5. Infeksi saluran nafas berulang, mudah lelah. 6. Apnea, Tachypnea 7. Nasal flaring 8. Retraksi dada 9. Hipoksemia 10. Peningkatan kebutuhan ventilator (sehubungan dengan masalah paru). (Suriadi, Rita Yuliani, 2001 ; 236, Betz & Sowden, 2002 ; 376).

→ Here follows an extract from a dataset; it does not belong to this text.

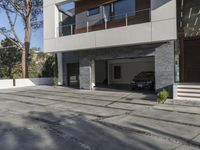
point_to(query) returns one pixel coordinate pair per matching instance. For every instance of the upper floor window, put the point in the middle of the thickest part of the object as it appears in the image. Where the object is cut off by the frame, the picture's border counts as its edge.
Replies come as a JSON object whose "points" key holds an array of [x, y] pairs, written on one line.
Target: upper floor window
{"points": [[123, 8], [119, 9], [93, 11]]}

E. Tanda dan gejala 1. Pada saat bayi: Saat lahir dapat dijumpai gangguan pernapasan. Pada yang berat bahkan dapat berakibat kematian. Pada penyakit jantung bawaan biru, anak tampak biru meskipun tidak sesak napas dan aktif. Namun demikian, pada yang kompleks gejala sesak napas dan biru dapat nampak bersamaan Pada beberapa kasus yang berat dan kompleks, bayi baru lahir segera memburuk dan meninggal dalam waktu dua hari bersamaan dengan menutupnya pembuluh arteriosus Botalli. Penyakit jantung bawaan yang terakhir ini disebut sebagai penyakit jantung bawaan yang bergantung pada duktus. Anak menetek tidak kuat, sering melepaskan puting ibu istirahat sebentar kemudian melanjutkan minum lagi. Saat menetek/minum, bayi nampak berkeringat banyak di dahi, napas terengah-engah. Minum tidak bisa banyak dan tidak lama. Berat badan tidak naik-naik atau naik kurang dari grafik/pita pertumbuhan yang sesuai pada KMS. Anak sering sakit batuk dan sesak napas yang sering disebut sebagai pneumonia atau bronkopneumonia. Daya tahan tubuh terhadap penyakit kurang, sebagai akibatnya bayi sering sakit-sakitan. Anak yang menderita penyakit jantung bawaan biru, saat lahir nampak kebiru-biruan di mulut dan lidah serta ujung-ujung jari, meskipun anak tampak aktif ceria dan menangis kuat. Pada beberapa anak, warna kebiruan pada mulut, lidah dan ujung-ujung jari tersebut baru nampak setelah berusia beberapa bulan.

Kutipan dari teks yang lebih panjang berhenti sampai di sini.